It’s the Vietnamese staple you can’t live without: nuoc cham. This thrilling combination of fish sauce, garlic, sugar, chilli and lime juice is a perfectly balanced dipping sauce or dressing and elevates everything it touches. I personally also like to add some white vinegar (a true pantry staple, if ever there was one) for extra tang. Drizzle it on salads and vermicelli noodles, dip spring and rice paper rolls into it, dunk slices of grilled meat… it’s so addictive, quite honestly I’ve even considered bathing in it.
Try rustling up a large batch of it, then storing it in your fridge to drink, I mean, use throughout the week…
Nuoc cham recipe
Wondering how to make nuoc cham?
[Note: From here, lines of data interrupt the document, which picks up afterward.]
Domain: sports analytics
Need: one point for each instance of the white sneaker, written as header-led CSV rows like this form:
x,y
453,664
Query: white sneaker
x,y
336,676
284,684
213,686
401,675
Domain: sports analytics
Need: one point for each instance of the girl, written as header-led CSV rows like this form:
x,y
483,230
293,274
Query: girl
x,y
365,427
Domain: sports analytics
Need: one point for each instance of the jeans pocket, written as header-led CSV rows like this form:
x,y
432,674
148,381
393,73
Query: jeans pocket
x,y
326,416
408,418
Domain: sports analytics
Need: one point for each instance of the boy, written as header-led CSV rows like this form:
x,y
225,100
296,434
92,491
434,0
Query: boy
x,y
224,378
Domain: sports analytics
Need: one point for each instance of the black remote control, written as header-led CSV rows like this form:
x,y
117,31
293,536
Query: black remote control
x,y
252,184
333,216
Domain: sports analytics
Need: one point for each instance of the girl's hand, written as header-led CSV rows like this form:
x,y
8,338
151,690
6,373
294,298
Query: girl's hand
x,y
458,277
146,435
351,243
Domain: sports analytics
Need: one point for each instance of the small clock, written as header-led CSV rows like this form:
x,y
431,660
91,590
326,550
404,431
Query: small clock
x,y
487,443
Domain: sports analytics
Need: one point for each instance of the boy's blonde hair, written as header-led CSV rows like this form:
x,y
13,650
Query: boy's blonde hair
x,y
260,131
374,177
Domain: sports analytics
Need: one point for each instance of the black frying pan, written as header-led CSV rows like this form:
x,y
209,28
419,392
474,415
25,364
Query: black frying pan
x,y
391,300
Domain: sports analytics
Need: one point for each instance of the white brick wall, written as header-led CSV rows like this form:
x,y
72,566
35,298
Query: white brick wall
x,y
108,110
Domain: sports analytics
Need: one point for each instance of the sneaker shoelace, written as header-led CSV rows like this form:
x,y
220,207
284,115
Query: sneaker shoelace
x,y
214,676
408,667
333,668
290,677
Wonder no more…
To make nuoc cham Vietnamese dipping sauce, you’ll need:
• 3 tbsp fish sauce
• 3 tbsp sugar
• 2 tbsp white vinegar
• 2 tbsp lime juice
• 1 long red chilli, finely chopped
• 2 garlic cloves, finely chopped
What to do
It’s pretty easy… just whisk all the ingredients together until the sugar has dissolved! You can also store this dressing in the fridge for up to a week.
While nuoc cham recipes can vary from region to region (some people swear by pounding the garlic and chilli in a pestle and mortar first, others like to add a little ginger to the mix), this is definitely a good basic start.
Now get ready to dip, drizzle and dunk. Enjoy!